Não que Sam não quisesse isso. Samantha Puckett decidiu desde muito nova que seguiria os passos do pai e se tornaria a presidente dos negócios alimentícios da família. Ela sabia que não seria fácil, mas para Sam, não importa qual seja o desafio, desistir não é uma opção. Por isso, mesmo sendo fim de semana e que todos de seus amigos estejam aproveitando o dia para descansar, ela faria uma rápida viagem à França para representar a empresa do pai em uma negociação com uma pequena fábrica no interior do país durante três dias e voltaria a Hawkins.

Quando todos terminam de se acomodar e os comissários de voo passam todas as instruções de segurança, o avião finalmente decola. Sam observa a paisagem pela janela, sorrindo levemente, relembrando como sua irmã estaria desesperada nesse momento se estivesse com ela. Beth nunca gostou de viajar de avião, então era sempre divertido ver as paranoias da loira com as possibilidades de morrerem durante o voo.

- Com licença, senhorita. Gostaria de trocar de lugar comigo? Eu estou sentado ao lado do seu marido. – Sam desvia o olhar da janela do avião para encarar o homem da voz sedutora que falava com a jovem garota que estava sentada a seu lado, apontando para o local onde estava sentado.

- Mesmo? – Questiona a garota, animada.

- Claro. – Concorda o rapaz, dando um sorriso gentil.

A garota prontamente retira o cinto de segurança e se levanta com a bolsa que usava. Ela agradece repetidas vezes pela gentileza daquele bonito rapaz e segue para o local onde o marido estava sentado. Sam observa discretamente o jovem de olhos cor de chocolate, barba bem desenhada e cabelo perfeitamente arrumado se sentar ao seu lado. Ele usava uma camisa polo branca que destacava os braços definidos, uma calça jeans escura e tênis azuis.
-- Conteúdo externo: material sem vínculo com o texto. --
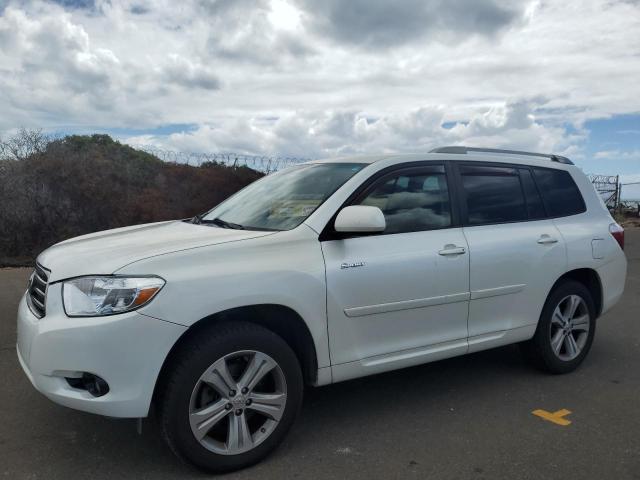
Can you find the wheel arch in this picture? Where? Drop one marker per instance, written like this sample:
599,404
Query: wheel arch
590,279
280,319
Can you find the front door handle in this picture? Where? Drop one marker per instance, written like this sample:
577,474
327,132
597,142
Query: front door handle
546,239
451,249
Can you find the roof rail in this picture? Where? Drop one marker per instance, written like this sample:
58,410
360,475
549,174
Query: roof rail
463,150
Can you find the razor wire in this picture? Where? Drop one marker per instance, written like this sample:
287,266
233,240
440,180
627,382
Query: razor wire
262,163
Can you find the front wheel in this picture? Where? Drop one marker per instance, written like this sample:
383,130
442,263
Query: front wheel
230,397
565,331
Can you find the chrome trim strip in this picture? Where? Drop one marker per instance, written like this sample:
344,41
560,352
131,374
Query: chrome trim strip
495,292
406,305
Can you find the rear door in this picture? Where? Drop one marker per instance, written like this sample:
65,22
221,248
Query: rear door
516,253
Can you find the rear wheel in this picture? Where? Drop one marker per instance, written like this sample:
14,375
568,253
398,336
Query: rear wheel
230,397
565,331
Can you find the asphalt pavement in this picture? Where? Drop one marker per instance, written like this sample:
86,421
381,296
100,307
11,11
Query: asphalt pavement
464,418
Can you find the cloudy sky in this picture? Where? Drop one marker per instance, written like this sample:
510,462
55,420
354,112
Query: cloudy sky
315,78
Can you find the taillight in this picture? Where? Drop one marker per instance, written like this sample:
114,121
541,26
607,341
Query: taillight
618,233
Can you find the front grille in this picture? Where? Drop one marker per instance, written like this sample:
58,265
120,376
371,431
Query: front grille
37,292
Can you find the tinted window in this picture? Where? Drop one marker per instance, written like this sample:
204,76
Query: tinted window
559,191
535,209
412,201
493,194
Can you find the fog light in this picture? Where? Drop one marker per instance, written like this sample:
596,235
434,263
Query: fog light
93,384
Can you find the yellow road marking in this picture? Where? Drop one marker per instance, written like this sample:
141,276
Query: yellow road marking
555,417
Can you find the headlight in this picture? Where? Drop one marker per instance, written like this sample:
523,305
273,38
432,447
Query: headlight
96,296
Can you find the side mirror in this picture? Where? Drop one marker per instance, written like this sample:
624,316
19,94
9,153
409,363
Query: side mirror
360,219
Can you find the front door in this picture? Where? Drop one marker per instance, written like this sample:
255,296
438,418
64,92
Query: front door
400,297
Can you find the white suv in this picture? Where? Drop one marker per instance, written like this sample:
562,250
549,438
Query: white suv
323,272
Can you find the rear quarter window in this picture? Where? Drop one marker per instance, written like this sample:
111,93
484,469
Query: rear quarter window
560,193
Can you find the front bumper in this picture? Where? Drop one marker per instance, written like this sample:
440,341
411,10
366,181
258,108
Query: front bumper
126,350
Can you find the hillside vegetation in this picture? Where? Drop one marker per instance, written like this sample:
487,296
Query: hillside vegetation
51,190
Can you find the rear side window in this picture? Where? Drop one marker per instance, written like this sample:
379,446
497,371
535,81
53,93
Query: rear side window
412,201
493,194
560,193
535,208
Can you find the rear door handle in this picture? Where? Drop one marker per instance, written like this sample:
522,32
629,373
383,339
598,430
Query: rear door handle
452,250
546,239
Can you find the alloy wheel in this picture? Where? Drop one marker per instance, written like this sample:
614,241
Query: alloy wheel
237,402
569,328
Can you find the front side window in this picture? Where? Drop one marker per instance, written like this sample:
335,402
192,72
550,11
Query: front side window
560,193
282,200
412,201
493,194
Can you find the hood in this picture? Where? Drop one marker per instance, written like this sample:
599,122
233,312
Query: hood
103,253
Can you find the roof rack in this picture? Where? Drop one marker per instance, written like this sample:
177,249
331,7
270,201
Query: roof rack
463,150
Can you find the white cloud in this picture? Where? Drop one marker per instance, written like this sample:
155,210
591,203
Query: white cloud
329,133
292,77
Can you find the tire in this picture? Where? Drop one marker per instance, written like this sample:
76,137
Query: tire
192,401
551,348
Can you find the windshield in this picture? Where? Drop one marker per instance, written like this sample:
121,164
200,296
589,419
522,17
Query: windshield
282,200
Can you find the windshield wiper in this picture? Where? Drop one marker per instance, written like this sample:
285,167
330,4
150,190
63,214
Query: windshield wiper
222,223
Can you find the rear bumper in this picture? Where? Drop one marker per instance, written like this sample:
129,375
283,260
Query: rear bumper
126,350
613,276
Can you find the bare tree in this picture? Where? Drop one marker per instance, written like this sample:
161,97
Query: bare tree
23,144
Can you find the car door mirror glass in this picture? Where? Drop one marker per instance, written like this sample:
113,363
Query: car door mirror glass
360,219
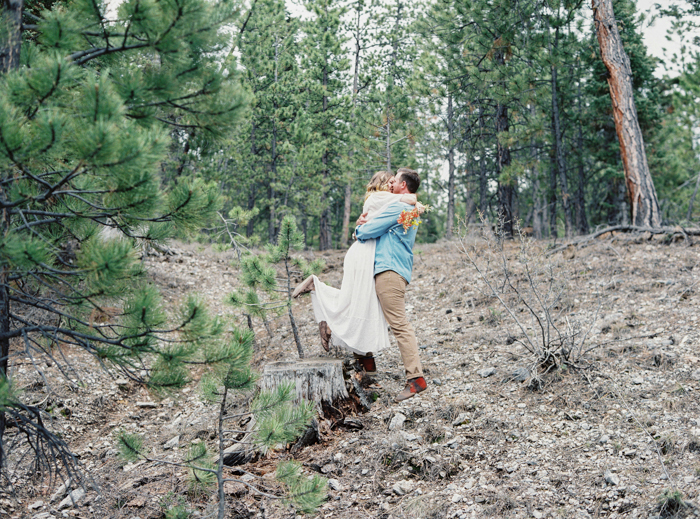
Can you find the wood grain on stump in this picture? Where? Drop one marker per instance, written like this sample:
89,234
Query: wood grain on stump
317,380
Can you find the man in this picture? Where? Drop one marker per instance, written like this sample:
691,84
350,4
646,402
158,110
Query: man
393,265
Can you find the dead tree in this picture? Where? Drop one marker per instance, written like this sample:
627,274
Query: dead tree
640,187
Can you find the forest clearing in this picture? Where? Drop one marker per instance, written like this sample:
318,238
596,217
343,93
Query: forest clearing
601,440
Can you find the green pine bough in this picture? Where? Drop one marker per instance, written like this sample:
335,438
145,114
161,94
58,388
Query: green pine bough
95,112
277,421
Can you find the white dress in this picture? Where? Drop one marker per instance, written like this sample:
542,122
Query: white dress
353,313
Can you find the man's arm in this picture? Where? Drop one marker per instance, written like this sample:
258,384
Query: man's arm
381,224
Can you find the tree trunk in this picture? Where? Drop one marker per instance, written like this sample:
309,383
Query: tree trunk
483,180
10,45
506,190
344,236
347,207
292,322
324,234
558,144
11,34
692,199
4,330
451,170
640,186
318,380
537,199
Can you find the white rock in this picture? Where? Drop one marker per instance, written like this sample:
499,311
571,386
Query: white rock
402,487
397,422
61,491
462,418
72,499
611,479
487,372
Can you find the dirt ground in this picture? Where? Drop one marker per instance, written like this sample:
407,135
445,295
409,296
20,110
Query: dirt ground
604,438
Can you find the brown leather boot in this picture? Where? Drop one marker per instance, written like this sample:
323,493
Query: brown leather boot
325,333
304,287
413,386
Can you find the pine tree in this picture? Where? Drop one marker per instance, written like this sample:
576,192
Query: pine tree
327,105
87,108
259,275
276,420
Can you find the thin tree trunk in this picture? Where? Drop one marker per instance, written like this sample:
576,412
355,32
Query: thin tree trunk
553,198
272,227
10,45
4,331
11,35
390,82
220,462
537,201
558,144
640,186
325,219
251,194
483,180
506,190
451,170
347,207
692,199
355,87
292,322
581,218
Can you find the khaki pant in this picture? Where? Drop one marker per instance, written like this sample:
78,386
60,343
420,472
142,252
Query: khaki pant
391,290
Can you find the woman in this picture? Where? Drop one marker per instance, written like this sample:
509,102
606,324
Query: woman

- Eles se casaram ontem e por causa de um erro na passagem aérea deles, os dois acabaram se sentando em locais separados. – Conta o rapaz e Sam o encara entediada.

- Que legal. – Ironiza a loira, voltando a encarar a janela do avião. Ela realmente não se importava e depois de observar um pouco mais aquele lindo homem, ela não precisou de muito para notar que ele era um nerd com beleza acima da média. Aquilo com certeza não era para ela.

O rapaz se encolhe um pouco e resolve voltar sua atenção ao próprio celular. Ele havia entendido o recado. A bela loira de olhos azuis intensos não estava nenhum pouco interessada em manter uma conversa amigável pelas próximas doze horas. Então, tudo o que restava a ele era voltar a assistir o documentário francês interessante sobre trens que ele havia encontrado.

Sam suspira e pega o catálogo de produtos do avião que havia na parte de trás do assento a sua frente. Ao ver que um dos serviços oferecidos pela companhia aérea era a internet Wireless, a loira rapidamente aciona o serviço de bordo e pega o pequeno notebook em sua bolsa. Assim que a educada comissária aparece, ela solicita orientações para acionar a internet e não demora muito a se conectar.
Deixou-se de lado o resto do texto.